A simmering debate on Capitol Hill over how to help more than six million Americans struggling to save their home from foreclosure took a strange twist Wednesday.
The inspector general charged with detecting "fraud, waste and abuse" in government-controlled mortgage giant Freddie Mac issued a performance audit that was compromised by heavy redactions in key sections.
Several of the report's 44 pages included blacked-out figures because of concerns over disclosing "confidential financial, proprietary business, and/or trade secret information," according to the explanation provided by the Federal Housing Finance Agency inspector general's office.
The redactions were made at the request of FHFA "and/or" Freddie Mac, according to the report.
FHFA was established in the wake of the financial collapse to oversee Freddie Mac and Fannie Mae, government-sponsored enterprises that were rescued out at a taxpayer cost of well over $100 billion.
The inspector general's report concluded that Freddie Mac alone could save taxpayers “significant” sums of money if it pressed the companies servicing its mortgages to modify more loans.
How much money could taxpayers save? That we don’t know because the OIG redacted the amounts.
For months, members of Congress have been pressing Fannie and Freddie to move more aggressively to modify loan terms to more affordable levels and write down the balances of underwater homeowners.
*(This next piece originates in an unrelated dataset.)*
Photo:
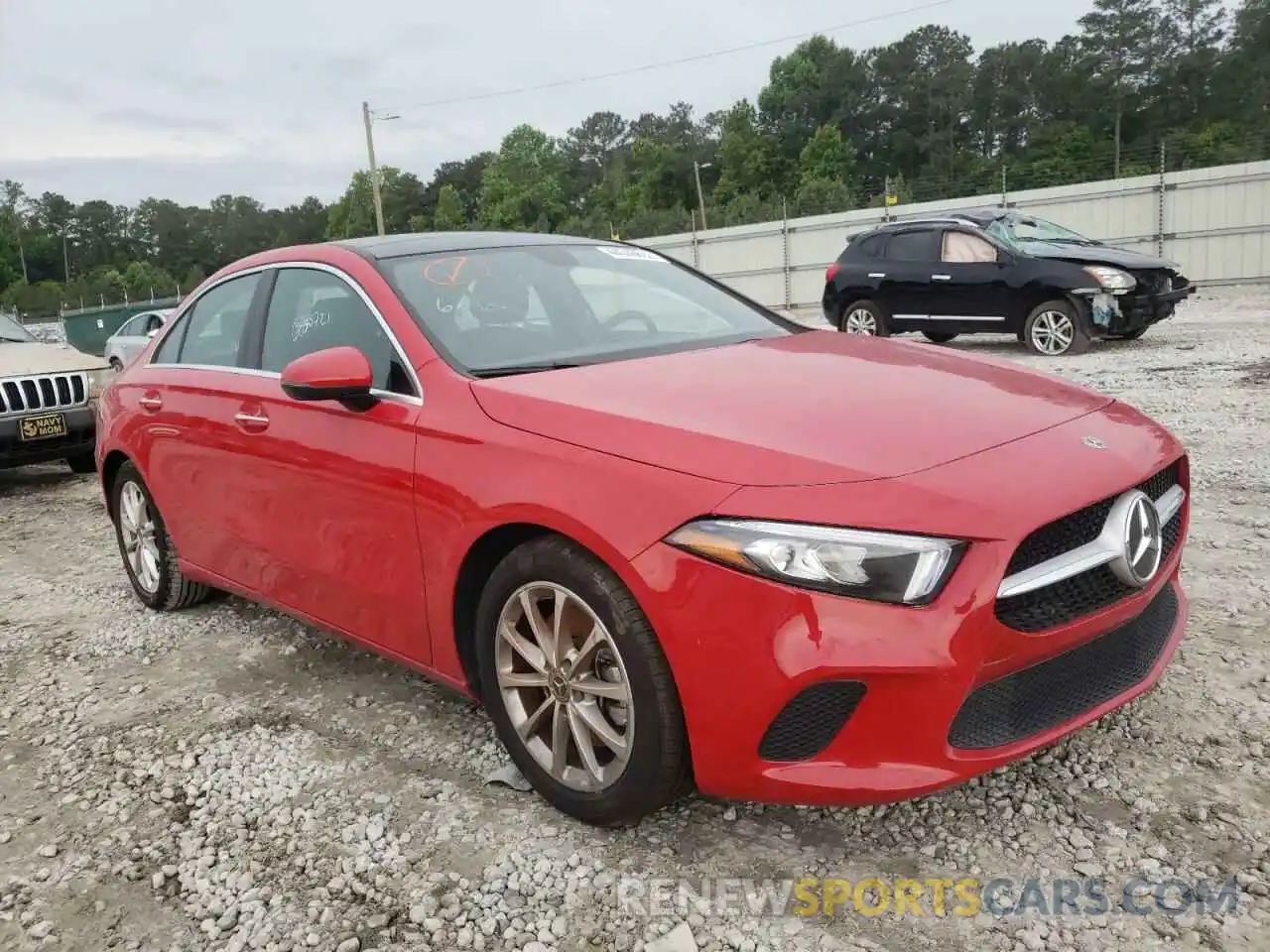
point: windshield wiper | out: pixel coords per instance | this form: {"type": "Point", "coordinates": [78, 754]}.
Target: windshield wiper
{"type": "Point", "coordinates": [522, 368]}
The two enterprises own more than half of all U.S. residential mortgages.
More than 100 members of Congress have written to Edward DeMarco, acting director of FHFA, urging the agency to help underwater homeowners.
DeMarco has defended the refusal to write down loans on grounds that it would inflict large losses on taxpayers and that other forms of mortgage relief are just as effective. Some members of congress aren't buying it.
Reps. Elijah E. Cummings, D-Md., ranking minority member of the House Committee on Oversight and Government Reform and John F. Tierney, D-Mass., said in a letter to DeMarco last month that, according to a former Fannie Mae employee, a pilot program for principal reductions was cancelled because officials at Fannie were “philosophically opposed” to reducing principal.
Last month, California Attorney General Kamal Harris wrote DeMarco urging a halt to Fannie and Freddie foreclosures until FHFA conducts a “thorough, transparent analysis” of the costs and benefits of principal writedowns. In his response, DeMarco declined the request, saying he would "further delay foreclosures provided those borrowers have been given a meaningful opportunity to avail themselves of a loan modification or some other suitable foreclosure avoidance alternative."  
Here is the inspector general's full explanation for the redaction:
“This report includes redactions requested by the Federal Housing Finance Agency and/or the Federal Home Loan Mortgage Corporation (Freddie Mac). According to them, the redactions are intended to protect from disclosure material that they consider to be confidential financial, proprietary business, and/or trade secret information. They claim further that the redacted information would not ordinarily be publicly disclosed, and, if disclosed, could place (Freddie Mac) at a competitive disadvantage."
A spokeswoman for FHFA declined to comment further.